Recouvrement éventuel des concepts – élément manquants – éléments fournis – éléments fournis manquants – zeugma pour les lecteurs avertis – universalité de Rome – sens caché du mot du jour – succession regrettable des surprises – poules d’attelage – dos d'âne - de chameau - de stégosaure – caractère littéraire du reste


Le mot du jour sera aujourd’hui une expression. Pour ceux que cela chagrine, ils pourront toujours se dire qu’il s’agit de l’expression du jour. Pour ceux que cela indiffère : soit.

Et ce mot qui est une expression c’est connaître la route. Ce qui ici est tout un programme. A mon arrivée à Brazzaville, je n’avais : a) pas de voiture, b) pas de permis, c) pas de chauffeur, d) de connaissance de la ville. Ainsi, j’en étais réduit à demander un peu pour pouvoir sortir. Mais cet état ne dura pas, car rapidement on m’accorda : a) une voiture, que je laisse cependant à la disposition de l’agence au cours de la journée, mais qui est mienne quoi qu’il advienne soirs et week-ends, b) un permis de conduire congolais, ce qui ne change rien mais augmente un peu la conformité aux règles, c) un chauffeur en journée, car il faut ce qu’il faut.
Tout lecteur attentif notera qu’il manque un point, à savoir le point d), qui stipule la connaissance de la ville.
Et comme c’est en mouchant qu’on devient moucheron, j’ai pris mon courage et le volant à deux mains, et je me suis lancé dans la ville. Finalement, pas trop de mal à me souvenir des rues à emprunter, des routes à prendre et des impasses à éviter. Brazzaville est une petite ville, et on a vite fait de connaître les chemins qui mènent aux Romes locales.
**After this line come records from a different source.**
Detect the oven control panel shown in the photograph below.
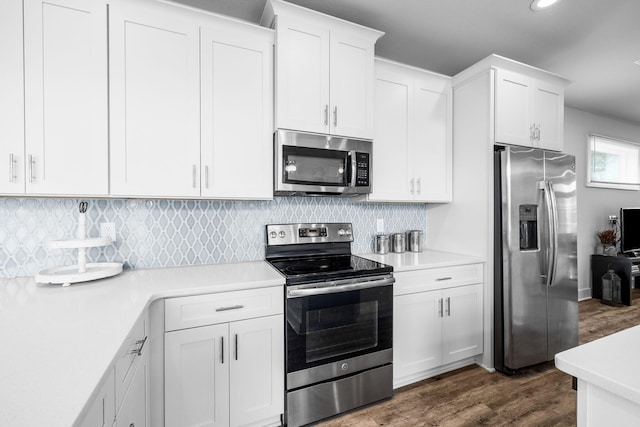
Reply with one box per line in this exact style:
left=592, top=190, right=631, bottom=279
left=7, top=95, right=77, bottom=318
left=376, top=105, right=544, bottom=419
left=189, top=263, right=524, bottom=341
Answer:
left=267, top=222, right=353, bottom=245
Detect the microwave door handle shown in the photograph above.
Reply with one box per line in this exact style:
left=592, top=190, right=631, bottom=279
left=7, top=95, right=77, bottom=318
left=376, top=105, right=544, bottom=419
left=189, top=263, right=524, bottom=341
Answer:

Le plus inattendu, à vrai dire, et ce que signifie réellement ici connaître la route, ce n’est pas avoir le plan de la ville en tête, mais bien plutôt connaître l’état de la chaussée sur laquelle on circule. Ainsi, à la surprise de voir toutes les voitures devant soit se placer au milieu de la chaussée avec une détermination qui force le respect, cède bientôt la surprise de sentir la monstrueuse ornière dans laquelle on a commis l’imprudence de placer sa roue… Et la prochaine fois, on se décalera.
La ville entière est comme ça, le goudron a très souvent cédé par endroits, et laisse apparaître des trous profonds de dix à vingt centimètres, ce qui n’est pas rien, que l’on pourrait appeler nids de poule si on avait en tête des poules bien préhistoriques de cinquante centimètres au garrot, des poules d’attelage en quelque sorte.

Car connaître la route, c’est pouvoir rouler vite sans craindre de casser un essieu dans une crevasse de la chaussée, et surtout, c’est savoir sont les creux (et également où sont les bosses), les dos d’âne, les dos de chameau, les dos de stégosaure. Une fois cette connaissance acquise, la géographie des lieux vient toute seule, et l’on sait également quel chemin emprunter pour se rendre à destination. Et le reste n’est que littérature.